Highlights
- China has become Laos' largest investor, with 287,000 hectares of land concessions.
- Significant infrastructure investments include the Laos-China Railway.
- Chinese investment is dominated by mining and hydropower projects.
- There is potential for rare earth mineral development in strategic regions.
- Research reveals complex challenges of Chinese investment, including:
- Sovereign debt
- Infrastructure control
- Potential supply chain disruptions
A new research report by Jessica DiCarlo (opens in a new tab) University of Utah and Juliet Lu (opens in a new tab), University of British Columbia, produced under the Lao Land for Life project with support from the Centre for Development and Environment (CDE), University of Bern, traces two decades of Chinese investment in Laos. Drawing on land concession records, development-finance databases, and project-level case studies, the authors illustrate how China has become Laos’ largest investor, top creditor, and second-largest trade partner. At the center of this expansion are billions in loans from China’s policy banks—the China Development Bank (CDB) and Export-Import Bank (EXIM)—funneled into railways, highways, power grids, and hydropower projects.
Findings: Land, Mines, and Corridors
The report documents the scale and geography of Chinese activity, noting that roughly 287,000 hectares of land concessions—approximately 30% of the national total—have been granted to Chinese investors.

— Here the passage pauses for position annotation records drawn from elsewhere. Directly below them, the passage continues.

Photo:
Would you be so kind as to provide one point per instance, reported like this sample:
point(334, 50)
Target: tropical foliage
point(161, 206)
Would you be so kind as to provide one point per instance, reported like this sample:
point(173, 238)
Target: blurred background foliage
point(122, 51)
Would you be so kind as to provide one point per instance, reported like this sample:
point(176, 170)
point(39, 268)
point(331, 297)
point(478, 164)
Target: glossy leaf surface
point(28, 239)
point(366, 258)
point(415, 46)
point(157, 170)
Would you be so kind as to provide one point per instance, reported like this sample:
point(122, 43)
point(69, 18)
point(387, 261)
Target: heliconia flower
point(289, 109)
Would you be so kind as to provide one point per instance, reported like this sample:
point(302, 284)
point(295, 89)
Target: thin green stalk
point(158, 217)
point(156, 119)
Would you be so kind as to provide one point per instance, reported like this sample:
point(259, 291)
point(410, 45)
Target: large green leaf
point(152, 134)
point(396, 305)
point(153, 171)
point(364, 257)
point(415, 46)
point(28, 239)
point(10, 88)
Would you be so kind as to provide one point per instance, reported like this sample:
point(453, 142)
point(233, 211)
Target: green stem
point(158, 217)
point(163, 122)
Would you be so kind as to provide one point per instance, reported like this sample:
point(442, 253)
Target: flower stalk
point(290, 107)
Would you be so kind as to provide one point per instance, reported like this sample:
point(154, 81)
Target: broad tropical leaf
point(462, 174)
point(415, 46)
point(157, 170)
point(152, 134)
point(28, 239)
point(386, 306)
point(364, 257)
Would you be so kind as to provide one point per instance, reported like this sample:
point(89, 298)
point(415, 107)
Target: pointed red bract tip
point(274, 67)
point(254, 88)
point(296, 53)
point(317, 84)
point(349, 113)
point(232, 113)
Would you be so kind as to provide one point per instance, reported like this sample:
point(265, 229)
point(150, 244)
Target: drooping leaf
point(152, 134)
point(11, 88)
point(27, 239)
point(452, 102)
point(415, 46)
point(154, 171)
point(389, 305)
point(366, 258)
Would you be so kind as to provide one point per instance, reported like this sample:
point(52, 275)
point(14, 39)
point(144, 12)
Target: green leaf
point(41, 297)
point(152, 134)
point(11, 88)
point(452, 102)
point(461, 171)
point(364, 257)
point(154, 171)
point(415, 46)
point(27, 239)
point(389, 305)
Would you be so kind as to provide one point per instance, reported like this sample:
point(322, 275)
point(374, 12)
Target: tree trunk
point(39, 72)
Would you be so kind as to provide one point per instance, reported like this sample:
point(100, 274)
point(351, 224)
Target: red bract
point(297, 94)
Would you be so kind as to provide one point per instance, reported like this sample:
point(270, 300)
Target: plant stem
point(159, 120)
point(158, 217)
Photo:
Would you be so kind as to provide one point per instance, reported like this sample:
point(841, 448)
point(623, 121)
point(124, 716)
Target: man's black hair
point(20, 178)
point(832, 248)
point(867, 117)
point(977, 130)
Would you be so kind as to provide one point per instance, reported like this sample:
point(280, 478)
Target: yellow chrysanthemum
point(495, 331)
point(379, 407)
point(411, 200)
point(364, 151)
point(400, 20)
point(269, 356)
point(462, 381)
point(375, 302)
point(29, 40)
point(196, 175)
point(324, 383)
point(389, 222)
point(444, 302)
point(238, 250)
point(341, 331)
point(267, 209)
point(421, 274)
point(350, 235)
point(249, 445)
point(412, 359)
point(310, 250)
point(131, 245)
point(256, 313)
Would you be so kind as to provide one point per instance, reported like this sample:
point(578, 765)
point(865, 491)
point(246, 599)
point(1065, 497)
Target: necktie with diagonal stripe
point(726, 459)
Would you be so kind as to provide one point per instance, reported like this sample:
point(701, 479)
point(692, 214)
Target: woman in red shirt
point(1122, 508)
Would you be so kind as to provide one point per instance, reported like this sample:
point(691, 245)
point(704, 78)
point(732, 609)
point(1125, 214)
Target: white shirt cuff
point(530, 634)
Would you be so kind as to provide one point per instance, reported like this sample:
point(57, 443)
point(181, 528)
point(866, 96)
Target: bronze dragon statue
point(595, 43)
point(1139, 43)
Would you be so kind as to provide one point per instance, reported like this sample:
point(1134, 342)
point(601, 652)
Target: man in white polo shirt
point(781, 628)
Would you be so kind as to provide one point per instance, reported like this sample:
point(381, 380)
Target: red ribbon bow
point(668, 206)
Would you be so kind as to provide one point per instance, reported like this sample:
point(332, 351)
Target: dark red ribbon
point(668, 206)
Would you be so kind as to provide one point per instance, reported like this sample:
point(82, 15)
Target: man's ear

Most projects cluster in northern Laos, close to the Chinese border, but mining and hydropower stretch nationwide.
Laos

Mining reveals the gap between agreements and reality. Of 157 Chinese or Sino-Lao mining projects, only about 47 were operational at the last inventory, with the remainder stalled in exploration or feasibility phases. Gold, copper, bauxite, and potash dominate concession areas, while rare earth exploration is only now emerging.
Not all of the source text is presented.